Nous avons organisé des débats avec nos militants de la région de Fès pour définir le rôle que peut jouer l’école dans la lutte contre le travail des enfants. Notre projet s’est engagé dans la prévention de l’abandon scolaire : défendre le droit de l’enfant à l’éducation, inciter les enfants à rester à l’école, car un enfant qui ne va pas à l’école est un enfant exposé au travail précoce. Nous avons choisi de développer un projet dans cinq écoles situées dans les quartiers les plus pauvres de Fès, là où se trouvent des ateliers d’artisanat, de forgerie où travaillent des enfants.
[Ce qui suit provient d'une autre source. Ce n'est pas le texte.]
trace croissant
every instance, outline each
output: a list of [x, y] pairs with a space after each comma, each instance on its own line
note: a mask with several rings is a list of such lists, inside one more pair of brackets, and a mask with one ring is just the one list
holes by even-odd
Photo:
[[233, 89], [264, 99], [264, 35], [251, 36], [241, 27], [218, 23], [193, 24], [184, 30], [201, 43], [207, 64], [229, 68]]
Quelles actions avez-vous développées ?
Nous avons commencé en 2004 par des programmes de formation pour les enseignants : formations sur les droits de l’enfant, les dangers du travail des enfants, les techniques d’écoute des enfants et des adultes, de suivi, sur la pédagogie de soutien scolaire, … Nous avons aussi mené des ateliers pour les parents d’élèves afin de les sensibiliser au droit de leur enfant à l’éducation, aux conséquences du travail des enfants sur leur santé, leur futur, etc. Il y avait également des activités visant les responsables syndicaux afin de renforcer leurs capacités à organiser, planifier les activités, assurer le suivi, négocier avec les directeurs des écoles, l’administration, etc.
Nous menons par ailleurs des activités pour sensibiliser l’opinion publique et faire pression sur les décideurs politiques. Elles se sont concrétisées par des stands dans les rues de Fès où nous parlons du travail des enfants, par d’autres stands lors d’événements comme les foires de l’éducation ou les forums de jeunes enseignants. On présente des photos de toutes nos activités, les peintures réalisées par les enfants, les films vidéo réalisés lors de diverses manifestations. A ce jour, nous n’avons malheureusement pas pu obtenir un passage à la télévision.
Quelles actions menez-vous directement avec les enfants ?
Certaines actions sont menées avec les enfants au sein des écoles : des activités d’expression corporelle, de peinture, de théâtre, de musique, etc. Ca donne aux enfants une autre image de l’établissement scolaire. Deux ONG nous aident dans ces activités, tout comme pour l’organisation de colonies de vacances. Les deux dernières années, nous avons emmené près de 120 élèves des cinq écoles durant deux semaines en colonies de vacances. Ils étaient les enfants les plus démunis, nous voulions éviter qu’ils restent toutes les vacances dans les rues. Le but était aussi de les renforcer leur attachement à l’école et à notre programme.
En même temps, nous avons impliqué les élèves dans de petites activités de recherche, en organisant par exemple des sorties pour des groupes de 15-20 enfants qui visitent un atelier de travail des enfants. Ils voient les enfants travailleurs de leurs propres yeux, les conditions de travail, et ils exposent ces mini-recherches dans leurs classes.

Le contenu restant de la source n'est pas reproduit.